«Veertig procent van kankerpatiënten ondervond al discriminatie of afwijzing»

Veertig procent van de kankerpatiënten in België ondervond al discriminatie of afwijzing omwille van zijn of haar ziekte. Dat blijkt woensdag uit een bevraging die het digitaal platform my health, my life liet uitvoeren bij 500 kankerpatiënten. Het gaat bijvoorbeeld om discriminatie bij het aanvragen van een verzekeringspremie.

door
Belga
Leestijd 2 min.

Bijna een op drie ondervraagden (32,3 procent) heeft zich al eens afgewezen of gediscrimineerd gevoeld door collega’s of superieuren op het werk. Ruim een op drie (34,6 procent) geeft aan discriminatie bij instellingen zoals banken of verzekeringskantoren te hebben ervaren.

Beschermingsmechanismen

Het percentage patiënten dat zich oneerlijke behandeld voelt door verzekeringsmaatschappijen, verbaast Kevin Punie, medisch oncoloog bij UZ Leuven, niet zozeer, omdat het probleem al langer gekend is. Punie vindt het wel een terechte bezorgdheid.

«De wet voorziet wel bepaalde beschermingsmechanismen voor patiënten, zodat ze niet gediscrimineerd worden, maar er zijn te veel uitzonderingen.

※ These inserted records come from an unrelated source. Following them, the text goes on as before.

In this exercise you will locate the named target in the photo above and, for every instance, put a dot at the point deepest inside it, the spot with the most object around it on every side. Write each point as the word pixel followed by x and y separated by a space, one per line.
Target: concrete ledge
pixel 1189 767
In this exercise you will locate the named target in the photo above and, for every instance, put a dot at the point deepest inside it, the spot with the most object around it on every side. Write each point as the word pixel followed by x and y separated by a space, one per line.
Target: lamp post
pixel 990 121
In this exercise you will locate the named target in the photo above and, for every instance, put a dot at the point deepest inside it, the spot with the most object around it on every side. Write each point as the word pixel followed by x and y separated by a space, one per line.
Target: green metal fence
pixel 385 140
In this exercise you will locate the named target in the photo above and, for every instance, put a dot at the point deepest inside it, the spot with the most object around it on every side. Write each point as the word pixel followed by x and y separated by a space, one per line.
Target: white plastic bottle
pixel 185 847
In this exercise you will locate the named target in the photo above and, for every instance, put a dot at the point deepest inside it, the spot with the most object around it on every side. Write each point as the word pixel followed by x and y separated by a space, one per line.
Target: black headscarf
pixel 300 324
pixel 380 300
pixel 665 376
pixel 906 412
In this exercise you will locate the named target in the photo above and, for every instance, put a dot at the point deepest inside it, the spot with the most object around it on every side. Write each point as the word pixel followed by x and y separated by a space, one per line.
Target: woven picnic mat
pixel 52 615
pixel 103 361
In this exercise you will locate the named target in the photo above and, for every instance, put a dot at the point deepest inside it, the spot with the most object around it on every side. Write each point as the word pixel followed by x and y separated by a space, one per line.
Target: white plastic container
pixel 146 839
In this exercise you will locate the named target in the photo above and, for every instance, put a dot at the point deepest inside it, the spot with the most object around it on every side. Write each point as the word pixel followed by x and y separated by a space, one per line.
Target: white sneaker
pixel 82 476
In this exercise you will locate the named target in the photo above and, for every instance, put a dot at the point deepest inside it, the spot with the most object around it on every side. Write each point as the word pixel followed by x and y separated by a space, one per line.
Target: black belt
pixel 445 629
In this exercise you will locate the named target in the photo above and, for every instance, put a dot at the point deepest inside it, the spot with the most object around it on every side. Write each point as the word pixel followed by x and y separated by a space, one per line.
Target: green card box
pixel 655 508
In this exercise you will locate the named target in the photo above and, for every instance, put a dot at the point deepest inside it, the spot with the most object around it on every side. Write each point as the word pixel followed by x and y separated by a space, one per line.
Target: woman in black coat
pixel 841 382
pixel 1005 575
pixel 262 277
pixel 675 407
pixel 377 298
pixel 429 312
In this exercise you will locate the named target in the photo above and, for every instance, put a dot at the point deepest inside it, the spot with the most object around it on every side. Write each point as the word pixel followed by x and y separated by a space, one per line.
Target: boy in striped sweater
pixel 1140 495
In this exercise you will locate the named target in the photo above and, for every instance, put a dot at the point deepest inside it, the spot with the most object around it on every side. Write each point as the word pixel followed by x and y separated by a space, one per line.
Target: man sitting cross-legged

Soms wordt een patiënt een verzekering ontzegd of moet die een te hoge premie betalen. Een beslissing van een verzekeringsmaatschappij is ook niet terug te draaien. Patiënten ervaren hierdoor enorme frustraties.»

Isolement

De helft van mensen die met kanker geconfronteerd worden, ervaart daardoor ook gevoelens van isolement. Volgens Kevin Punie is een belangrijke reden voor het isolement het feit dat veel mensen tijdelijk uit het werkleven stappen of moeten stappen door de ziekte. «Dit vormt een grote emotionele belasting voor patiënten. Ze denken dat er onbegrip heerst bij collega’s over hun afwezigheid», stelt Punie. «Dat weegt op patiënten.»

Ook is het volgens Punie niet altijd evident voor kankerpatiënten om de nieuw vrijgekomen tijd tijdens hun behandeling in te vullen. Nog een factor is het feit dat patiënten een deel van hun sociaal netwerk soms zien wegvallen. Punie vermeldt in de eerste plaats het «middennetwerk»: het gaat vaak om kennissen van patiënten waaraan niet meteen verteld wordt wat er gaande is. «Door de ziekte kan het zijn dat ze het contact met deze kennissen zien verminderen.»

Bijna 65 procent noemt eenzaamheid als een van de mentale gevolgen van de ziekte. Ruim 20 procent van de ondervraagden geeft in de bevraging ook aan dat ze behoefte hebben om dichter bij hun familie en vrienden te komen.